When zoomed in you now get 4 collision points on a sphere - or a rectangle, depending on how you wanna look at it and use it. Using these points, you should be able to calculate the area between them using math.

The only thing you need to find some workaround for is when you are zoomed out so much that one or more raycasts do not hit the sphere. In this case you'd have to somehow calculate or approximate how much of your FOV is covered by the sphere, so you can get your results based on that. I believe you can get the pixels an object takes up on the screen somehow in shaders, so it's probably doable.

 

Thanks for the idea, decided to try this out. I looked up the area of a rectangle overlayed on a sphere, and came out with

Code (CSharp):

1. area = 4 * Mathf.Asin(Mathf.Tan(length / 2) * Mathf.Tan(width / 2));

So the final code is

Code (CSharp):

1.  
2. topRight = Camera.main.ViewportPointToRay(new Vector3(1, 0, 0));
3. botLeft = Camera.main.ViewportPointToRay(new Vector3(0, 1, 0));
4. if (Physics.Raycast(topRight, out hitTR) && Physics.Raycast(botLeft, out hitBL))
5. {
6.     length = Mathf.Abs(hitBL.point.x - hitTR.point.x);
7.     width = Mathf.Abs(hitTR.point.y - hitBL.point.y);
8.     area = 4 * Mathf.Asin(Mathf.Tan(length / 2) * Mathf.Tan(width / 2));
9. }

But the values I'm getting seem wildly inaccurate.

 

Define wildly inaccurate? Too high, too low, by how much? Would be helpful when thinking about what's going wrong. Keep in mind that the area of this square on a sphere is a bit bigger than the area on a flat map would be, so if it's a couple percent off (rather than orders of magnitude), this may explain it.

Did you draw a rectangle using your two points? That way you can check that you got the rays right.

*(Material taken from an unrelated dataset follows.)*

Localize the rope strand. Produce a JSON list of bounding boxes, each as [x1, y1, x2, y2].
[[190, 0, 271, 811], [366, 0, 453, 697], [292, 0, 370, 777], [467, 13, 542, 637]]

Also, i believe you actually need 4 points since your camera may be rotated, which would lead you to calculate a different area than what you'd expect, wouldnt it? Imagine rotating the camera in your head. The y-distance (or width) between your points gets smaller, which decreases the overall area if i'm not missing anything here.

Keep in mind you can calculate the distance between two vectors by using Vector3.Distance.

 

So by wildly inaccurate, I mean when the camera is directly over China, it measures the distance it's seeing as 151.5287 meters. When zoomed out a bit more, it comes to 127.735 meters somehow. Zooming out a bit more gives me NaN.
Also I'm not sure how I would utilize all four points. Subtracting minX from maxX should get me the length, and subtracting minY from maxY should get me the width. That should only take two points. What would I use the other two for?

 

Sorry for this late answer.

First of all, you should either use a double or, if decimal precision is not required, an int to save your area. Floats basically only have 7 digits with a dynamically placed decimal point, so it may eventually overflow or return NaN or whatever, with numbers in your expected size.

As for the second point, imagine your camera-view to be this rectangle:

Let's say for convenience that the old distance between x1 and x3 (length) was 20, and the old distance between y1 and y3 (width) was 10. Now that we rotated it, the distance between x1 and x3 became a lot shorter, while the other distance changed as well. This should cause problems, since we could theoretically keep rotating it until x1 and x3 have a distance of 0 (because they are above each other, but on the same x coordinate).
That means the distance between y1 and y3 would now be the diagonal of the rectangle, which for the example values of length/width = 20/10 should be something like ~22. For the normal rectangle area calculation with length*width, this would result in 0*22 = 0, instead of the expected 200 we'd get with 20*10.

Using the distance (Vector3.Distance) between (x1,y1) and (x2, y2) and well as (x4, y4) would net you the expected results of 20 and 10 for length and width, which would then result in 20*10 = 200 area.

Other than that, i'd use width*length for a good approximation first, until we got the result right. Then you can try and calculate the actual area on a sphere, since i'm horrible at trigonometry and cant tell if the foruma you are using returnt the right result.